Sur l’installation proposant une diversification des activités, le vélo ne représente pour autant que 20 % du chiffre d’affaires, contre 80 % pour le ski. « On est conscient que la Terre change mais à l’heure actuelle, il y a toujours de la neige », rebondit Christophe Bergamini, directeur de l’office du tourisme de la vallée de Kaysersberg à proximité.
« Aujourd’hui, rien ne peut encore remplacer entièrement le ski qui s’est tellement démocratisé… En hiver, qu’est-ce qui rapporte autant que le ski ? Pour quelle autre activité autant de gens seront-ils prêts à mettre 50 ou 60 euros par jour ? »
Loin d’être fermée à la mutation, la station haut-rhinoise a néanmoins monté un projet de luge sur rail entre deux pistes de ski – freiné, lui, par une étude d’impact environnemental à refaire. « La luge ne remplacera pas le ski, mais elle complétera l’offre, termine Christophe Bergamini. C’est un début. Avant, peut-être, d’allonger la période de VTT. »
D’autres activités créées, mais laquelle remplacera le ski ?
Plusieurs pistes de diversification existent. Mais essentiellement pour les autres saisons, pas forcément énormément en hiver. Le Markstein a par exemple une luge d’été. Le Champ du Feu propose, lui, des balades à cheval toute l’année. L’escalade, le ski de fond, la randonnée, les raquettes ou les chiens de traîneaux se développent toujours.
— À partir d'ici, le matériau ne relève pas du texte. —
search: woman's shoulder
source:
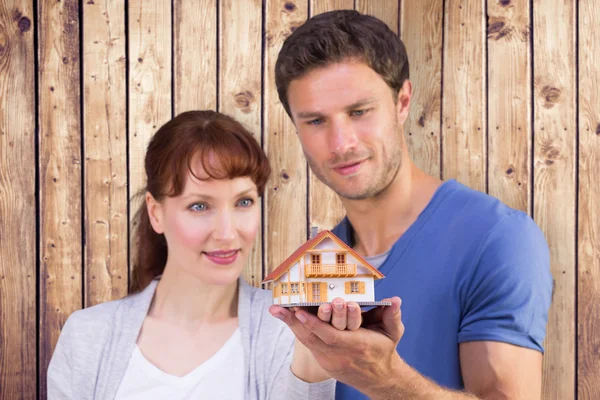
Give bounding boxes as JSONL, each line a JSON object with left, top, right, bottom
{"left": 61, "top": 283, "right": 154, "bottom": 340}
{"left": 61, "top": 296, "right": 128, "bottom": 339}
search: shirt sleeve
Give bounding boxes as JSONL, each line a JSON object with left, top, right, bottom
{"left": 457, "top": 211, "right": 553, "bottom": 352}
{"left": 265, "top": 321, "right": 335, "bottom": 399}
{"left": 47, "top": 314, "right": 76, "bottom": 400}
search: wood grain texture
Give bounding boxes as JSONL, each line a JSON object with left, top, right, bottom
{"left": 578, "top": 0, "right": 600, "bottom": 397}
{"left": 487, "top": 0, "right": 531, "bottom": 212}
{"left": 442, "top": 0, "right": 486, "bottom": 191}
{"left": 219, "top": 0, "right": 263, "bottom": 286}
{"left": 0, "top": 0, "right": 36, "bottom": 397}
{"left": 306, "top": 0, "right": 351, "bottom": 236}
{"left": 128, "top": 0, "right": 171, "bottom": 208}
{"left": 402, "top": 0, "right": 443, "bottom": 178}
{"left": 173, "top": 0, "right": 217, "bottom": 113}
{"left": 533, "top": 0, "right": 576, "bottom": 398}
{"left": 355, "top": 0, "right": 398, "bottom": 33}
{"left": 38, "top": 0, "right": 82, "bottom": 396}
{"left": 264, "top": 0, "right": 308, "bottom": 277}
{"left": 83, "top": 0, "right": 127, "bottom": 307}
{"left": 311, "top": 0, "right": 353, "bottom": 15}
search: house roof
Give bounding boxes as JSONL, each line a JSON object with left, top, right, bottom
{"left": 262, "top": 230, "right": 385, "bottom": 283}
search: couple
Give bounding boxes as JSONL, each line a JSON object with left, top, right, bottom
{"left": 48, "top": 10, "right": 553, "bottom": 400}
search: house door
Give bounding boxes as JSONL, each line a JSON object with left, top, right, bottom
{"left": 307, "top": 282, "right": 328, "bottom": 302}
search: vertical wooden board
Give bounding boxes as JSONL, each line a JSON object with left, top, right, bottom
{"left": 0, "top": 1, "right": 36, "bottom": 397}
{"left": 219, "top": 0, "right": 263, "bottom": 287}
{"left": 83, "top": 0, "right": 128, "bottom": 307}
{"left": 442, "top": 0, "right": 486, "bottom": 191}
{"left": 128, "top": 0, "right": 171, "bottom": 211}
{"left": 487, "top": 0, "right": 531, "bottom": 213}
{"left": 264, "top": 0, "right": 308, "bottom": 276}
{"left": 38, "top": 0, "right": 82, "bottom": 395}
{"left": 578, "top": 0, "right": 600, "bottom": 397}
{"left": 532, "top": 0, "right": 576, "bottom": 398}
{"left": 311, "top": 0, "right": 353, "bottom": 15}
{"left": 173, "top": 0, "right": 216, "bottom": 114}
{"left": 306, "top": 0, "right": 352, "bottom": 236}
{"left": 355, "top": 0, "right": 398, "bottom": 33}
{"left": 401, "top": 0, "right": 443, "bottom": 178}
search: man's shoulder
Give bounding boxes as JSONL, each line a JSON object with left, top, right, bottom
{"left": 436, "top": 180, "right": 539, "bottom": 236}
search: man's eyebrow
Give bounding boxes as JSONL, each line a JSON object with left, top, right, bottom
{"left": 296, "top": 97, "right": 378, "bottom": 119}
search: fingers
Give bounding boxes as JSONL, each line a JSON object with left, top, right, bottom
{"left": 317, "top": 303, "right": 332, "bottom": 323}
{"left": 294, "top": 308, "right": 342, "bottom": 347}
{"left": 346, "top": 302, "right": 362, "bottom": 331}
{"left": 269, "top": 305, "right": 329, "bottom": 352}
{"left": 331, "top": 299, "right": 347, "bottom": 330}
{"left": 380, "top": 297, "right": 404, "bottom": 342}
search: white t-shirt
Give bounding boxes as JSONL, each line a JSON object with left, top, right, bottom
{"left": 114, "top": 328, "right": 244, "bottom": 399}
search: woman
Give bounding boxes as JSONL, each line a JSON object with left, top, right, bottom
{"left": 47, "top": 110, "right": 334, "bottom": 399}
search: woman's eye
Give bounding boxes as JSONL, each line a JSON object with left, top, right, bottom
{"left": 189, "top": 203, "right": 207, "bottom": 212}
{"left": 237, "top": 198, "right": 254, "bottom": 207}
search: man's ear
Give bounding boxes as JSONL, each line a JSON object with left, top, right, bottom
{"left": 395, "top": 79, "right": 413, "bottom": 125}
{"left": 146, "top": 192, "right": 165, "bottom": 234}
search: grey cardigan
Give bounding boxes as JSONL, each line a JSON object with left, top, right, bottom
{"left": 47, "top": 278, "right": 335, "bottom": 399}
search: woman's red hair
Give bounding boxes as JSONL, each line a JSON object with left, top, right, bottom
{"left": 130, "top": 110, "right": 271, "bottom": 293}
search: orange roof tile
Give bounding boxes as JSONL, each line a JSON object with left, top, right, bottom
{"left": 262, "top": 230, "right": 385, "bottom": 283}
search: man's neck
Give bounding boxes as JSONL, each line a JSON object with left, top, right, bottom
{"left": 342, "top": 160, "right": 442, "bottom": 257}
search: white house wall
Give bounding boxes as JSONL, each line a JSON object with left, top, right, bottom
{"left": 306, "top": 277, "right": 375, "bottom": 303}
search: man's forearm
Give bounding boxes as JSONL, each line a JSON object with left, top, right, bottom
{"left": 365, "top": 356, "right": 479, "bottom": 400}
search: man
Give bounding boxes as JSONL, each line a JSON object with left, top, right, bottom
{"left": 268, "top": 10, "right": 553, "bottom": 400}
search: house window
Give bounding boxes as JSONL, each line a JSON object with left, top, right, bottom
{"left": 311, "top": 253, "right": 321, "bottom": 264}
{"left": 336, "top": 253, "right": 346, "bottom": 264}
{"left": 291, "top": 283, "right": 299, "bottom": 294}
{"left": 281, "top": 283, "right": 288, "bottom": 294}
{"left": 312, "top": 283, "right": 321, "bottom": 301}
{"left": 345, "top": 281, "right": 365, "bottom": 294}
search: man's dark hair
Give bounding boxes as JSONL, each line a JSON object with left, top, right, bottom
{"left": 275, "top": 9, "right": 410, "bottom": 117}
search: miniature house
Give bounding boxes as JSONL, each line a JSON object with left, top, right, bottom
{"left": 263, "top": 230, "right": 388, "bottom": 307}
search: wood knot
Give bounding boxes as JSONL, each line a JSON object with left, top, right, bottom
{"left": 596, "top": 123, "right": 600, "bottom": 136}
{"left": 62, "top": 57, "right": 68, "bottom": 64}
{"left": 500, "top": 0, "right": 511, "bottom": 5}
{"left": 234, "top": 91, "right": 254, "bottom": 114}
{"left": 487, "top": 18, "right": 513, "bottom": 40}
{"left": 18, "top": 16, "right": 31, "bottom": 32}
{"left": 418, "top": 115, "right": 426, "bottom": 127}
{"left": 281, "top": 171, "right": 289, "bottom": 180}
{"left": 541, "top": 86, "right": 561, "bottom": 108}
{"left": 540, "top": 139, "right": 560, "bottom": 165}
{"left": 86, "top": 0, "right": 95, "bottom": 4}
{"left": 284, "top": 2, "right": 296, "bottom": 11}
{"left": 506, "top": 166, "right": 514, "bottom": 175}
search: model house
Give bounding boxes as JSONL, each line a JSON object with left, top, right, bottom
{"left": 263, "top": 230, "right": 389, "bottom": 307}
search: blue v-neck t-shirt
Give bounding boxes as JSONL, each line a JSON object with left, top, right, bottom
{"left": 332, "top": 179, "right": 553, "bottom": 399}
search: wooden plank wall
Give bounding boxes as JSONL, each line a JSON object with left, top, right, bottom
{"left": 0, "top": 0, "right": 597, "bottom": 398}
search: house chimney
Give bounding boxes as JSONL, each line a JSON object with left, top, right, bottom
{"left": 310, "top": 226, "right": 319, "bottom": 239}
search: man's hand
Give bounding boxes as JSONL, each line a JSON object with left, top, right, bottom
{"left": 269, "top": 297, "right": 404, "bottom": 397}
{"left": 305, "top": 297, "right": 364, "bottom": 331}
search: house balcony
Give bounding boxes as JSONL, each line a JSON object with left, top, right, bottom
{"left": 305, "top": 263, "right": 357, "bottom": 278}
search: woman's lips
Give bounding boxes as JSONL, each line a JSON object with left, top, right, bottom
{"left": 203, "top": 250, "right": 239, "bottom": 265}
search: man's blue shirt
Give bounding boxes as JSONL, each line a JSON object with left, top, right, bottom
{"left": 332, "top": 179, "right": 553, "bottom": 399}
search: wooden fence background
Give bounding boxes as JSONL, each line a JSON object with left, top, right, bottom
{"left": 0, "top": 0, "right": 598, "bottom": 398}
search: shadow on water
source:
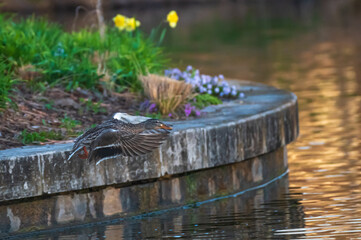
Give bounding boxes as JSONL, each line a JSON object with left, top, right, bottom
{"left": 3, "top": 0, "right": 361, "bottom": 238}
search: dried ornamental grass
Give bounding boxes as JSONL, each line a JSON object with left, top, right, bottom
{"left": 17, "top": 64, "right": 43, "bottom": 81}
{"left": 140, "top": 74, "right": 193, "bottom": 115}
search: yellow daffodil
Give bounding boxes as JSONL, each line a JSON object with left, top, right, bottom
{"left": 167, "top": 10, "right": 178, "bottom": 28}
{"left": 125, "top": 17, "right": 141, "bottom": 32}
{"left": 113, "top": 14, "right": 127, "bottom": 30}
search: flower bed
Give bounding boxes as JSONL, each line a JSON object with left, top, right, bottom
{"left": 0, "top": 12, "right": 244, "bottom": 150}
{"left": 165, "top": 66, "right": 245, "bottom": 98}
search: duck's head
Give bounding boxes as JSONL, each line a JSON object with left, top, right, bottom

Avant la révision de la stratégie touristique du massif des Vosges, celle de la région Grand Est et une étude sur le ski nordique, ces réflexions sur le futur ne pourront être évitées. Visant à aider les sociétés du Rhin-Supérieur à s’adapter aux changements climatiques, le projet européen Clim’Ability n’oubliera pas les massifs dans ses fiches. Car oui, dans 100 ans, il sera probablement bien rare de skier dans les Vosges.